ROBERT PATTINSON: GIOVANE FASCISTA IN “THE CHILDHOOD OF A LEADER”!

Frenesia ed impazienza per The Childhood of a Leader di Brady Corbet, basato sull’omonimo racconto scritto nel 1939 da Jean-Paul Sartre e proiettato a Venezia lo stesso giorno (5 settembre) dell’altro grande atteso Equals. Ne Il muro, volume da cui è tratta l’opera del neoregista statunitense, siamo in pieno esistenzialismo, corrente filosofica di cui lo scrittore francese, che guarda il mondo con occhio nichilistico, era una vera e propria autorità. Tutti i personaggi del libro si trovano imprigionati in una vita statica, situazione dalla quale non riescono ad uscire. Charles Marker, ragazzo alla ricerca di un’identità, tra una sessualità complessa, impulsi sadici e un ego smisurato, si trova davanti a risvolti sociali, politici e psicologici che che lo porteranno a divenire un capo fascista durante la Seconda Guerra Mondiale.

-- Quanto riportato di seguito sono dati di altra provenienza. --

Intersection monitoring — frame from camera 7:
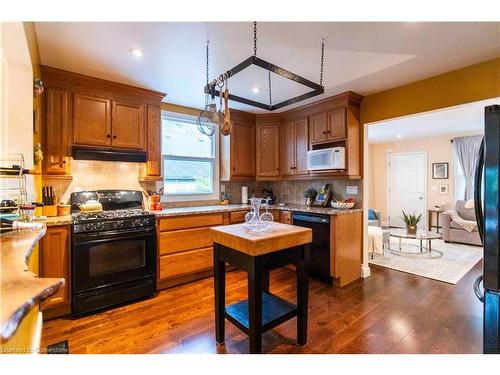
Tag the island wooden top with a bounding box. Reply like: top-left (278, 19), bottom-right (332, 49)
top-left (210, 223), bottom-right (312, 256)
top-left (0, 228), bottom-right (64, 343)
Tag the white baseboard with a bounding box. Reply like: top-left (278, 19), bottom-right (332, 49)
top-left (361, 265), bottom-right (371, 279)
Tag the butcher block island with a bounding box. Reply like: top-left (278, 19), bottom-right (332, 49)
top-left (210, 223), bottom-right (312, 353)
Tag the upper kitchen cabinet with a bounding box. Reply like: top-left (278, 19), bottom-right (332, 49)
top-left (255, 115), bottom-right (281, 181)
top-left (141, 105), bottom-right (163, 181)
top-left (281, 118), bottom-right (309, 178)
top-left (42, 66), bottom-right (165, 176)
top-left (220, 110), bottom-right (255, 181)
top-left (73, 93), bottom-right (111, 147)
top-left (282, 91), bottom-right (363, 179)
top-left (309, 108), bottom-right (346, 145)
top-left (42, 88), bottom-right (72, 175)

Ma perché lo aspettiamo? Sicuramente la presenza nel cast di Robert Pattinson, disturbato giovane fascista, elegantissimo in smoking e con la barba, è uno dei motivi. Pattinson, da teen idol si sta imponendo come nuova icona dell’universo cinema. L’attore ha osato ed è stato premiato: da Cronemberg a Herzog ha accettato ruoli intensi che hanno svelato un talento inaspettato ai tempi di Twilight. Oltre a Venezia sarà presto sul grande schermo con Life firmato da Anton Corbijn, biopic su James Dean e l’amico fotografo Dennis Stock, due personalità folgoranti e anticonvenzionali, in anteprima italiana il 17 settembre al Milano Film Festival e in sala ad ottobre.
Non solo, Bérénice Bejo, protagonista accanto a Jean Dujardin di The Artis, firmato dal marito Michel Hazanavicius (Premio Oscar come miglior film nel 2012), la “giovane ninfomane” dallo sguardo smaliziato di Lars Von Trier, Stacy Martin, e la briosa attrice Yolande Moreau, formano un trio femminile nel film che è sinonimo di cinema d’autore.
Infine c’è la curiosità di vedere come se l’è cavata il ventisettenne Brady Corbet al suo debutto dietro la macchina da presa. Per il suo esordio infatti ha scelto una materia viva, a tratti scivolosa. La probabilità di creare un grande successo o un disastro totale è la medesima, la speranza invece è quella che Corbet sia riuscito a evitare la banalità, conferendo ai personaggi sfumature e contraddizioni dell’animo umano, proprio come a suo tempo aveva fatto la penna di Sartre.